TimeSeries DB (TSDB)

Introduction

TSDB is used for accessing time series data. It provides a well defined interface regardless of how of the implementation.

Lookup the list of available symbols:

import kydb
db = kydb.connect('dynamodb://epython/timeseries')
db.ls('/symbols/fxcm/minutely')

Output

['USDJPY', 'USDCAD', 'USDCHF', 'EURUSD', 'NZDUSD', 'GBPUSD']

Load the time series data from the symbol:

ts = db['/symbols/fxcm/minutely/USDJPY']
ts.curve(datetime(2017, 5, 1), datetime(2017, 5, 3)).head()

Output

                     closeprice
dt
2017-05-01 00:00:00    111.3050
2017-05-01 00:01:00    111.3235
2017-05-01 00:02:00    111.3355
2017-05-01 00:03:00    111.3530
2017-05-01 00:04:00    111.3655

Classes

tsdb-class-diagram

Setting Up ObjDB

To tell KYDB how to serialise TimeSeries. Run the below (More information here):

import kydb
db = kydb.connect('dynamodb://epython/timeseries')

OBJDB_CONFIG = {
    'AthenaTimeSeries': {
        'module_path': 'tsdb.athena',
        'class_name': 'AthenaTimeSeries'
    }
}

db.upload_objdb_config(OBJDB_CONFIG)

Minutely TimeSeries

FXCM

For AthenaTimeSeries we create a sql template.

import kydb
db = kydb.connect('dynamodb://epython/timeseries')
sql_template_path = '/templates/fxcm_minutely.sql'

db[sql_template_path] = '''
WITH t AS
    (SELECT date_parse(datetime,
        '%m/%d/%Y %H:%i:%S.000') AS dt, (bidclose+askclose) / 2 AS closeprice
    FROM fxcm
    WHERE pair = '{pair}'
            AND year BETWEEN '{start_dt:%Y}' AND '{end_dt:%Y}')
SELECT *
FROM t
WHERE dt
    BETWEEN timestamp '{start_dt:%Y-%m-%d %H:%M:%S.000}'
        AND timestamp '{end_dt:%Y-%m-%d %H:%M:%S.000}'
'''

We can then freely create different TSDB symbols based on the template.

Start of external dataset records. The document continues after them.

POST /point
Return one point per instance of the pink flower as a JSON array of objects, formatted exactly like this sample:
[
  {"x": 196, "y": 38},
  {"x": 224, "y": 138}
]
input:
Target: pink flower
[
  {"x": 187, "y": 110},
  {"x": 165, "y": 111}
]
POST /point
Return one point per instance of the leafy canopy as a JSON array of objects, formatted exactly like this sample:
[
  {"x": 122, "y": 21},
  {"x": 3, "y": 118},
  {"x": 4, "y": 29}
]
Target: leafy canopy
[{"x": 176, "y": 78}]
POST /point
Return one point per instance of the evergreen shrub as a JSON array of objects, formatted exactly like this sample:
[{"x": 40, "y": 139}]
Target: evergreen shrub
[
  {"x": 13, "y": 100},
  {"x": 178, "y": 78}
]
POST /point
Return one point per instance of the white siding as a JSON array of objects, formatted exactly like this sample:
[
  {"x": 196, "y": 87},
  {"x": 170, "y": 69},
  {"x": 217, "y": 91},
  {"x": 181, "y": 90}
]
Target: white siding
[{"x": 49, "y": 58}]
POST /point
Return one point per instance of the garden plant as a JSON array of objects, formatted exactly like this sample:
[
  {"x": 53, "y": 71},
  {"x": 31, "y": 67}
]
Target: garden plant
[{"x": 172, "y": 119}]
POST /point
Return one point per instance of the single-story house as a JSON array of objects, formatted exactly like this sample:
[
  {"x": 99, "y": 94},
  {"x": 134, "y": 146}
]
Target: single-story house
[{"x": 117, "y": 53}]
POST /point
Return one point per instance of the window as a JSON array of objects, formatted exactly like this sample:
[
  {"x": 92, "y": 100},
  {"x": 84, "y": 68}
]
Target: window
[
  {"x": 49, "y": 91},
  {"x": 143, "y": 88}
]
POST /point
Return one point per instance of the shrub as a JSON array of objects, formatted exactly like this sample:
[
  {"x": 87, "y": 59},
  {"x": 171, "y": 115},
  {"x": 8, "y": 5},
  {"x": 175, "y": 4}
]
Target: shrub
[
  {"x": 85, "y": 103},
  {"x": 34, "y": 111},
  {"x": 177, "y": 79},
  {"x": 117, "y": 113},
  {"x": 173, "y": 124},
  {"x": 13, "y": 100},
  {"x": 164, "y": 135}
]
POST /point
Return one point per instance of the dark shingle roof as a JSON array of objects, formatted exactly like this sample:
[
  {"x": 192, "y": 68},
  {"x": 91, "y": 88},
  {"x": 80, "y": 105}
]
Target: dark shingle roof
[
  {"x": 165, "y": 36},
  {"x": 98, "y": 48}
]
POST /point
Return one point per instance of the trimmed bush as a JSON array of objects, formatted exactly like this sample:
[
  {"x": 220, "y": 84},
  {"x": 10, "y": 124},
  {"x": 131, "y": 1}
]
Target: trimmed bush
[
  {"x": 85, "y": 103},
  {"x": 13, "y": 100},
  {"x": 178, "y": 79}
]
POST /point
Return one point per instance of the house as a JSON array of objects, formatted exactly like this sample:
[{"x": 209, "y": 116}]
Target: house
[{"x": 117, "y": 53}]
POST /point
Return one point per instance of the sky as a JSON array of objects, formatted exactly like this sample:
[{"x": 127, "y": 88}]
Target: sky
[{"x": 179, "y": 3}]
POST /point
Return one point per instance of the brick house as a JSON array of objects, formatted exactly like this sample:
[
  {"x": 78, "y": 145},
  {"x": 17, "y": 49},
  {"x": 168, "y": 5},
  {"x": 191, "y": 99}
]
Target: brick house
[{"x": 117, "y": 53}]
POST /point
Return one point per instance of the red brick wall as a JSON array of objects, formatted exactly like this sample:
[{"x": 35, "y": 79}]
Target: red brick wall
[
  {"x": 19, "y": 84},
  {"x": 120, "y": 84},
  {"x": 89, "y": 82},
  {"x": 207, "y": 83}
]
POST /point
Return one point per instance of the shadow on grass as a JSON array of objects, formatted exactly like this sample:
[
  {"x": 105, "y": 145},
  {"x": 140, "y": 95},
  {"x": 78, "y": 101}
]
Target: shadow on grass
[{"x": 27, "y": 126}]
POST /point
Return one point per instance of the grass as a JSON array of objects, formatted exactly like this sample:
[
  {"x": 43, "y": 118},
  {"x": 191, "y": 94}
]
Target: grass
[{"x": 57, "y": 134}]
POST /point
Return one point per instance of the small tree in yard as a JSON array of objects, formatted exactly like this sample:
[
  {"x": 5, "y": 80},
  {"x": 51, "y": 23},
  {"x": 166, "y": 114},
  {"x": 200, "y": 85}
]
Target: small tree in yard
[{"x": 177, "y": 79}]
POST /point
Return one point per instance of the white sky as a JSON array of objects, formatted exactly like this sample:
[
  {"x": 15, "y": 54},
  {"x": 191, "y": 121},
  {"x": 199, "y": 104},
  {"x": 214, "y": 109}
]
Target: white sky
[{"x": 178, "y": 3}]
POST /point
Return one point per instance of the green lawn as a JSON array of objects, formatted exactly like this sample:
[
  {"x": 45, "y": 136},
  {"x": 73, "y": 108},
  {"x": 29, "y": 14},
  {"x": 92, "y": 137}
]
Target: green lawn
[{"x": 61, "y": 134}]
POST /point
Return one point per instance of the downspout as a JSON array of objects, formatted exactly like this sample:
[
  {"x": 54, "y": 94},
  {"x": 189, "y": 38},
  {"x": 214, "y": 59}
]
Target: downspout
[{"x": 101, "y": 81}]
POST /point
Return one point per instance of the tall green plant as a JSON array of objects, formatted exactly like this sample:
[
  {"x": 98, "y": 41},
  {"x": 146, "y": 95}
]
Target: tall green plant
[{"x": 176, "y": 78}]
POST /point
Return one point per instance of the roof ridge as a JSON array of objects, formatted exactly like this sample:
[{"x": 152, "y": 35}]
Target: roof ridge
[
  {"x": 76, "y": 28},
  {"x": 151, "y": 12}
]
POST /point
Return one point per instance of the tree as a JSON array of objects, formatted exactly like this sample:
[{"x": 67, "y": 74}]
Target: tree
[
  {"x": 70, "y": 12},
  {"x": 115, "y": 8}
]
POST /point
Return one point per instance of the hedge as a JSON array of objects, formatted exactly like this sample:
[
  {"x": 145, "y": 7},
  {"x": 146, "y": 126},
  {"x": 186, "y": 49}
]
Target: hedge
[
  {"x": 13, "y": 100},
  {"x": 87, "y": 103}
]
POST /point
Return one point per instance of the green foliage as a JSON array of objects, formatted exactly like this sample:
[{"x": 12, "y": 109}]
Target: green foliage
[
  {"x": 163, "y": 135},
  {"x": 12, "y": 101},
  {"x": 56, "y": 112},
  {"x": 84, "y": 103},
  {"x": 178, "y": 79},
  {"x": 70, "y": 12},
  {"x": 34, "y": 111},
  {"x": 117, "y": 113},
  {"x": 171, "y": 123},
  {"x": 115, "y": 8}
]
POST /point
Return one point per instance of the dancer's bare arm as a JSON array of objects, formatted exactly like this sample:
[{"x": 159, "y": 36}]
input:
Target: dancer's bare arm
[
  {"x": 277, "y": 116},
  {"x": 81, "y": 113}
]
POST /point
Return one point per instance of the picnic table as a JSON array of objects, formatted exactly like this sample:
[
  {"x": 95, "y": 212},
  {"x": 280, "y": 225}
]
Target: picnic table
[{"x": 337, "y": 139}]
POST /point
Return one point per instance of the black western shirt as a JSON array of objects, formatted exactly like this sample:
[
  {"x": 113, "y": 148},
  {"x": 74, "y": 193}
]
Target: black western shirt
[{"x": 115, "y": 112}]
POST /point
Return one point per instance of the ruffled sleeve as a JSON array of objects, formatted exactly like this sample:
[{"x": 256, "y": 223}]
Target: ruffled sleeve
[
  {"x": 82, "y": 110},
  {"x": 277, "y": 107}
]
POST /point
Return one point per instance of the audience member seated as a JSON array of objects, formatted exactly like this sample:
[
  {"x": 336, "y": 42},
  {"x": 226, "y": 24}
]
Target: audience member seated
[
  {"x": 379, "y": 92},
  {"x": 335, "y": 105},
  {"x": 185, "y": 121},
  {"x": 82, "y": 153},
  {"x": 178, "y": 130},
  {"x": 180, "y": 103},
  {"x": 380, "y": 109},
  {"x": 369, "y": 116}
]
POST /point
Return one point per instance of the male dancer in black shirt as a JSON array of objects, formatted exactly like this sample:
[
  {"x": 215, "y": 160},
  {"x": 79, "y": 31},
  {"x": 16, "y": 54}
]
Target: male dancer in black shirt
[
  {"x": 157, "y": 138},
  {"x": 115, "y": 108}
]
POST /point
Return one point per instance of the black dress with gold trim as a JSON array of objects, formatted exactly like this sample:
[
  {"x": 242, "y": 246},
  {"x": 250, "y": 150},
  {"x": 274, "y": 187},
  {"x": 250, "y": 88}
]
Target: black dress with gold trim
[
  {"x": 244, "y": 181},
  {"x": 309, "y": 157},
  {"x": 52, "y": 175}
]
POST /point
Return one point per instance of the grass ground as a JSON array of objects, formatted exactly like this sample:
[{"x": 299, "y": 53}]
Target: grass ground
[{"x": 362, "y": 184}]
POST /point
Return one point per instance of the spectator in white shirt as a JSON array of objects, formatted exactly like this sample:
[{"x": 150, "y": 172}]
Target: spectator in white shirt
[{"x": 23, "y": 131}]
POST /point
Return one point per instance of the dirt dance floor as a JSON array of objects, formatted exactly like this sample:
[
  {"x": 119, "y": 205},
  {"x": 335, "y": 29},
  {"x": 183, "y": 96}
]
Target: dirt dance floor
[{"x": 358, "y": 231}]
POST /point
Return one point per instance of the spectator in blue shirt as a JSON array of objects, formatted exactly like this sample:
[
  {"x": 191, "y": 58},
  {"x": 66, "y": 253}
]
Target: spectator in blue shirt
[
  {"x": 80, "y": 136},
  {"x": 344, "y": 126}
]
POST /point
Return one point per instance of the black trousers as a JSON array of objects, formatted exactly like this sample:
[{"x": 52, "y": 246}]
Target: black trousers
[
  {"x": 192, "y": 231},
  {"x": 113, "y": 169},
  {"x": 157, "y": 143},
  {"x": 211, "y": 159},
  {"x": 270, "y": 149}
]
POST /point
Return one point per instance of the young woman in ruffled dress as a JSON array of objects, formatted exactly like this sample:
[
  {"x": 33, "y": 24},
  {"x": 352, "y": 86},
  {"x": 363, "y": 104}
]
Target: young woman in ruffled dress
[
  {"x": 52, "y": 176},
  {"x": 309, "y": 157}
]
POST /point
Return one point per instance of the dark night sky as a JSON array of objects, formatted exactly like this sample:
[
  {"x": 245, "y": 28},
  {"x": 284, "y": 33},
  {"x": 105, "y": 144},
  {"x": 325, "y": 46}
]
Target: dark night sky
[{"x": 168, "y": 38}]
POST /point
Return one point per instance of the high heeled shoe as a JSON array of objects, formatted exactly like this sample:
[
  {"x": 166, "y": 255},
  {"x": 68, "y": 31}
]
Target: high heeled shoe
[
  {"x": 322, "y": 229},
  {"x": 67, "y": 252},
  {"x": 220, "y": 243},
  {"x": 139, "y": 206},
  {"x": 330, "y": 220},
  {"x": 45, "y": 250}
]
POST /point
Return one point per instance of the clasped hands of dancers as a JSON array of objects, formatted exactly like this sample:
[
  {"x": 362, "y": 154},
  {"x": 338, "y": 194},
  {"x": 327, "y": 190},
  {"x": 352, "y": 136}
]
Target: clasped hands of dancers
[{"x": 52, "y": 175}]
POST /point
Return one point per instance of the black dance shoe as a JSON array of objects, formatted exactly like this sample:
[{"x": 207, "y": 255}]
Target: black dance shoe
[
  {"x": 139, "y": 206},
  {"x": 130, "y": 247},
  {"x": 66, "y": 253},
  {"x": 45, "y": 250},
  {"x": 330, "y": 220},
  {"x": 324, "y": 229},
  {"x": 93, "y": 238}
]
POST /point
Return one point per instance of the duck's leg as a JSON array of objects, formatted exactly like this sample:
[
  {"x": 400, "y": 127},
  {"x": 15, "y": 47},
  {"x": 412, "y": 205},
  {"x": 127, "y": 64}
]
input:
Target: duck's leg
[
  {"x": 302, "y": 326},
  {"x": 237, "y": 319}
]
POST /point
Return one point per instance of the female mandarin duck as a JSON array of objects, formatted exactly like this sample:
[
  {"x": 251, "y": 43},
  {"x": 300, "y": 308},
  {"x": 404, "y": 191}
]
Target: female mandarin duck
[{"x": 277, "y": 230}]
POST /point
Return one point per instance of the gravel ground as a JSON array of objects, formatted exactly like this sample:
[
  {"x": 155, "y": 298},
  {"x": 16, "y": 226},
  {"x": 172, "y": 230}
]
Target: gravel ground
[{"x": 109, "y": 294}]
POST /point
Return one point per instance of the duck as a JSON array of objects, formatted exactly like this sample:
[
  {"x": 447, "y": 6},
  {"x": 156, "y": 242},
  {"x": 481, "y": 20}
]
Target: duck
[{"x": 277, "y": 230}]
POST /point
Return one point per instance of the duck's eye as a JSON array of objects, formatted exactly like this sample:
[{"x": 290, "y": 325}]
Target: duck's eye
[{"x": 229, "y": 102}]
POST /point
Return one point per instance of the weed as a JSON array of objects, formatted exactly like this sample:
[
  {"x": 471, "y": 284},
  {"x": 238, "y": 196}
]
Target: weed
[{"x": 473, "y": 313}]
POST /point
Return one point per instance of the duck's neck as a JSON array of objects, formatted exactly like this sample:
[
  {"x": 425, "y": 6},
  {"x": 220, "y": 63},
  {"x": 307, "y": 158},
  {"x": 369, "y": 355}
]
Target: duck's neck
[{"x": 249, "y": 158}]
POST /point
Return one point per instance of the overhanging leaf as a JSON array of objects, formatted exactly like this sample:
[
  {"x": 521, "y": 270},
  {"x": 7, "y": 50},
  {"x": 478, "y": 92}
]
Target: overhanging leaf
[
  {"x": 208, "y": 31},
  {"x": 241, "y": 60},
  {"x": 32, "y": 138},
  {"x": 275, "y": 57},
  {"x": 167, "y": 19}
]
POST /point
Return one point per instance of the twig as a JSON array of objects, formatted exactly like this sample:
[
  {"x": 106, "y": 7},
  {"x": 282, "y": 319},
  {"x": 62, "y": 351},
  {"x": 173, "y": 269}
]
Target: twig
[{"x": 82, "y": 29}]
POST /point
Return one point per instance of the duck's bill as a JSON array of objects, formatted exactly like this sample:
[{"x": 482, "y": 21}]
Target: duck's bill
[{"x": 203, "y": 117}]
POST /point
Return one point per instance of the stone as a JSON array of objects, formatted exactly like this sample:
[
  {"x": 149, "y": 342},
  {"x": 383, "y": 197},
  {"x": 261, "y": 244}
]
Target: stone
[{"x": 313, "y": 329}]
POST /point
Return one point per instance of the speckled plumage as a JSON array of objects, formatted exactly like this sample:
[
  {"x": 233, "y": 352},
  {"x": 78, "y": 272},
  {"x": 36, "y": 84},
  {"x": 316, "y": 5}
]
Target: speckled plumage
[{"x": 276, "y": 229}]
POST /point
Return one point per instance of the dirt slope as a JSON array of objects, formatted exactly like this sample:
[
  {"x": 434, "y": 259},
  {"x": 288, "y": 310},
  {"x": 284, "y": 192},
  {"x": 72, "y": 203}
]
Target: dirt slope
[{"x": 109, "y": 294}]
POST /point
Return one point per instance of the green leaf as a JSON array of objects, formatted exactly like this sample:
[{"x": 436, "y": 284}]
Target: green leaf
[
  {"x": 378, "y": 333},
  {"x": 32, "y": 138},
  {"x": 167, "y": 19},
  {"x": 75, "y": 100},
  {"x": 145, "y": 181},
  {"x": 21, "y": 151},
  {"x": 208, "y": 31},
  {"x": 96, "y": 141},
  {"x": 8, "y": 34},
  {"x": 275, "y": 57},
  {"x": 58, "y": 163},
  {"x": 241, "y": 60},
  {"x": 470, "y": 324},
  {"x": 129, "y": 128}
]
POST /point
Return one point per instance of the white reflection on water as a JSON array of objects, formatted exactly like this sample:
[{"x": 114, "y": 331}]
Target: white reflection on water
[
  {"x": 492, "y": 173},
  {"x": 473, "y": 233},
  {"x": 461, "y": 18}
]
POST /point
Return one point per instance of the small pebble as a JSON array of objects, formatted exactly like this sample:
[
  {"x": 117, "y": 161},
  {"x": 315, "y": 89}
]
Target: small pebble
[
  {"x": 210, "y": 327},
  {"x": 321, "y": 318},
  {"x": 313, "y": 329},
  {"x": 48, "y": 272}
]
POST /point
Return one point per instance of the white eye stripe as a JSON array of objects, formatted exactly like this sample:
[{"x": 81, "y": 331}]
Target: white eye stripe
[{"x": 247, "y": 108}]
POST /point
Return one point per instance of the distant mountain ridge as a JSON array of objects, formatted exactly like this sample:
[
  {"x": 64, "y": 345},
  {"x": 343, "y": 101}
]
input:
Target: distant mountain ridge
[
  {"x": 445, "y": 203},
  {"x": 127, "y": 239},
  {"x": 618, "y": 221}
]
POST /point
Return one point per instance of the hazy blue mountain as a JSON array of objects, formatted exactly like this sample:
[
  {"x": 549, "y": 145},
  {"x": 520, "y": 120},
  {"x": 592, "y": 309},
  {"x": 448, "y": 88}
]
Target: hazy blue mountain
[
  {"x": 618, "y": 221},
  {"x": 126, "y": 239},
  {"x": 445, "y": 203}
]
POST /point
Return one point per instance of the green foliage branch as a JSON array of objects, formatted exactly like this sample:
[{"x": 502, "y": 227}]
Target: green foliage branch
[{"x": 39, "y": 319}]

pairs = ['EURUSD', 'GBPUSD', 'NZDUSD', 'USDCAD', 'USDCHF', 'USDJPY']
for pair in pairs:
    ts = db.new('AthenaTimeSeries', '/symbols/fxcm/minutely/' + pair,
            database='epython-marketdata',
            res_s3_path = 's3://epython-athena/result-cache/',
            sql_template_path=sql_template_path,
            sql_kwargs={'pair': pair})
    ts.write()

Bitflyer

Template:

import kydb
db = kydb.connect('dynamodb://epython/timeseries')
sql_template_path = '/templates/bitflyer_minutely.sql'

db[sql_template_path] = '''
WITH t AS
    (SELECT date_parse(datetime,
        '%Y-%m-%d %H:%i:%S.%f') AS dt,
        bid, ask, mid
    FROM bitflyer
    WHERE pair = '{pair}'
            AND month BETWEEN '{start_dt:%Y-%m}' AND '{end_dt:%Y-%m}')
SELECT *
FROM t
WHERE dt
    BETWEEN timestamp '{start_dt:%Y-%m-%d %H:%M:%S.000}'
        AND timestamp '{end_dt:%Y-%m-%d %H:%M:%S.000}'
'''

Symbols:

ts = db.new('AthenaTimeSeries', '/symbols/bitflyer/minutely/FX_BTC_JPY',
    database='epython-marketdata',
    res_s3_path = 's3://epython-athena/result-cache/',
    sql_template_path=sql_template_path,
    sql_kwargs={'pair': 'FX_BTC_JPY'})
ts.write()

Daily TimeSeries

We could always turn our minutely data into daily or hourly. We can also create 3pm, 5pm cut etc…

Example of taking lowest bid, highest ask and average mid at daily frequency.

WITH t AS
    (SELECT date_trunc('day',
            date_parse(datetime, '%Y-%m-%d %H:%i:%S.%f')) AS dt,
            bid, ask, mid
    FROM bitflyer
    WHERE pair = '{pair}'
            AND month
        BETWEEN '{start_dt:%Y-%m}'
            AND '{end_dt:%Y-%m}')
SELECT dt,
         MIN(bid) AS bid_low,
         MAX(ask) AS ask_high,
         AVG(mid) AS mid_avg
FROM t
WHERE dt
    BETWEEN timestamp '{start_dt:%Y-%m-%d %H:%M:%S.000}'
        AND timestamp '{end_dt:%Y-%m-%d %H:%M:%S.000}'
GROUP BY dt
ORDER BY dt

API Reference

class tsdb.base.TimeSeries(db, class_name: str, key: str, **kwargs)
curve(start_date: datetime.datetime, end_date: datetime.datetime) → pandas.core.frame.DataFrame

Get timeseries data between start_date and end_date

param start_date

The start date

param end_data

The end date

Example:

ts = db['/symbols/fxcm/minutely/USDJPY']
ts.curve(datetime(2017, 5, 1), datetime(2017, 5, 3)).head()
class tsdb.kdb.KDBTimeSeries(db, class_name: str, key: str, **kwargs)
q(cmd: str) → pandas.core.frame.DataFrame

Execute q command on KDB+

param cmd

The q command to execute

Example:

Assume the remote KDB+ has a tbl with time and price as column.

Insert 100 random prices into a table

tbl:([] time:100?.z.p; price:100?10f)

Using .curve(…) you could get a slice of that table. However, if instead you want a 10 day moving average. You could always do this.

ts.q('10 mavg tbl.price')